Roughly half of all firearms in California are owned by 10 percent of gun owners who each own 10 or more firearms.
Analyzing data from the California Safety and Wellbeing Survey, a statewide survey that covers a wide range of topics related to gun ownership, Dr. Kravitz-Wirtz and her colleagues found that 17 percent of those who purchased firearms did so without a background check, which is quite concerning given the state’s universal background check legislation. Another notable finding was the concentrated nature of gun ownership in the state: Roughly half of all firearms in California are owned by 10 percent of gun owners who each own 10 or more firearms. In closing, Dr. Kravitz-Wirtz reminded the audience that universal background check policies have near universal public support, even among gun owners. However, despite California’s strong gun safety laws, lapses in implementation and enforcement remain.
The Influence of Pedestrian-Friendly Zoning on Weight
Shannon Zenk is a co-principal investigator on a grant from the Robert Wood Johnson Foundation’s Health Data for Action program to examine how community zoning policies and environments—such as walkability and access to parks—affect the health of residents. She presented preliminary findings on whether active-living zoning in neighborhoods could help offset the effects on body mass index of living in a neighborhood with a high volume of fast food restaurants.
Shannon and her co-investigators used longitudinal data on patient body weight, demographics, and health status from Athenahealth for approximately 11 million people across the country and linked it to existing public policy and commercial environmental datasets. Surprisingly, the research team did not find any evidence in adults or older adults that supported their hypothesis. For example, in the case of fitness facilities, they found that more fitness facilities were related to a lower body mass index regardless of the zoning of neighborhoods.
Looking to Mexico for Best Practices on Taxing Sugary Drinks
In 2014, Mexico became the first country in the Americas to tax sugar-sweetened beverages—adding one peso per liter (approximately 10 percent) to the price of all beverages with added sugar. A study published in Health Affairs reported that the tax led to a 5.5 percent drop in purchases the first year and nearly 10 percent in the second year.

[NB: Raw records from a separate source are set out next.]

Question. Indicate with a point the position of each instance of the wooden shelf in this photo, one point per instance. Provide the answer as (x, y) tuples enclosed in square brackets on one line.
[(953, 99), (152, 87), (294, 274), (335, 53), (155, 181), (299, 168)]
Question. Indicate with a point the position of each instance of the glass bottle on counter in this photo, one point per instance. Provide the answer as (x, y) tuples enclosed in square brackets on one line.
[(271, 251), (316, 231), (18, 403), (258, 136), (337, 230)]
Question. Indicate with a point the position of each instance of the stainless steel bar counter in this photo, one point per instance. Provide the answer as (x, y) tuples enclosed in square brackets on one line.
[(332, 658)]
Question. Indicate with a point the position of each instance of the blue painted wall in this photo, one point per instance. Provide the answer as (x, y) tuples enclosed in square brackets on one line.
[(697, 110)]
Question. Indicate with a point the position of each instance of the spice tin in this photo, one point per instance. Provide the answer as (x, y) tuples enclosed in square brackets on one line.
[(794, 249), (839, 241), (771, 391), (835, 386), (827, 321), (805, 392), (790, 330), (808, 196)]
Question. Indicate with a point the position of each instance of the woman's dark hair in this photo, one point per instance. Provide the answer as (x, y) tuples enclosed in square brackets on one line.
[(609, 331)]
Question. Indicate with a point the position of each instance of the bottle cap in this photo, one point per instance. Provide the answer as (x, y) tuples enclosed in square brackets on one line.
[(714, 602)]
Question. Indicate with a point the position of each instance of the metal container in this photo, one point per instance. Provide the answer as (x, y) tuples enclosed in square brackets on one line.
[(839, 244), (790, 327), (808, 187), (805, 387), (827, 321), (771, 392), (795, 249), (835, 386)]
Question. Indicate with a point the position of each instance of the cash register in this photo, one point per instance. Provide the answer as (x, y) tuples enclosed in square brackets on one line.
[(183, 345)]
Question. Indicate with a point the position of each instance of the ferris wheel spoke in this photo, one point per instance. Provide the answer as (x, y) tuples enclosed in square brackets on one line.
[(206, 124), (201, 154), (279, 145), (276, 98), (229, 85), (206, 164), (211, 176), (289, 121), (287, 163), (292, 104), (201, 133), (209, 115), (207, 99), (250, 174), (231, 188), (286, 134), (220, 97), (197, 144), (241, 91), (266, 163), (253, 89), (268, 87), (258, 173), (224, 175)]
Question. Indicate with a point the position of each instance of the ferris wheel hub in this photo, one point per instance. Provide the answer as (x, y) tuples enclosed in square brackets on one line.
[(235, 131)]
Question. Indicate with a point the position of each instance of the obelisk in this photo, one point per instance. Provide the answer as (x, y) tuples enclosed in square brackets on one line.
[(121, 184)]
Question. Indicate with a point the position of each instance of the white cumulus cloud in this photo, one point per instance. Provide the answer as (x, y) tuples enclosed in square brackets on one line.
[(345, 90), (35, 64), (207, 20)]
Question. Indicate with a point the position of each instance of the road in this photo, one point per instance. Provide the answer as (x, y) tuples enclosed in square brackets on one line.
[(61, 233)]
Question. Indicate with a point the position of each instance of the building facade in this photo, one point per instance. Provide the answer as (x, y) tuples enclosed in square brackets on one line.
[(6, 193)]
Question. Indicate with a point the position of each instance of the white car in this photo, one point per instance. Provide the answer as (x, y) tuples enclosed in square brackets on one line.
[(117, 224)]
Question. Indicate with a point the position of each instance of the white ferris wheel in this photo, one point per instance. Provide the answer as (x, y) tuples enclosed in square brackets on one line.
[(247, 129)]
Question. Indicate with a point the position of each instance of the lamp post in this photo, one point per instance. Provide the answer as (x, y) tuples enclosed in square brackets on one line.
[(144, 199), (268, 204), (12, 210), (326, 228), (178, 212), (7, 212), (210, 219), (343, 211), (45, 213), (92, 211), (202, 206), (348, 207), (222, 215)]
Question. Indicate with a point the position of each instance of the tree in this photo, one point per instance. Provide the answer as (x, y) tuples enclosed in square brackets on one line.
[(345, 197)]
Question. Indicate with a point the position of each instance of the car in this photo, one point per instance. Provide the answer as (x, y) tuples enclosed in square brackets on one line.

In order to glean more insight into the success of Mexico’s sugary drink tax, David Washburn, an assistant professor at Texas A&M University School of Public Health, presented findings from a qualitative research project that included 31 interviews with stakeholders in passing Mexico’s sugar tax. He found that the role of civic society was incredibly important in passing the tax and noted that academics do not tend to be the most successful lobbyists. A key political ally in passing the tax was Mexico’s Ministry of Finance. Selling the tax as a revenue generator was crucial because Mexico was going through a financial crisis at the time due to falling currency and oil prices. Interestingly enough, Dr. Washburn’s interview subjects also reported that the public cares little about the tax and barely seemed to notice its passage.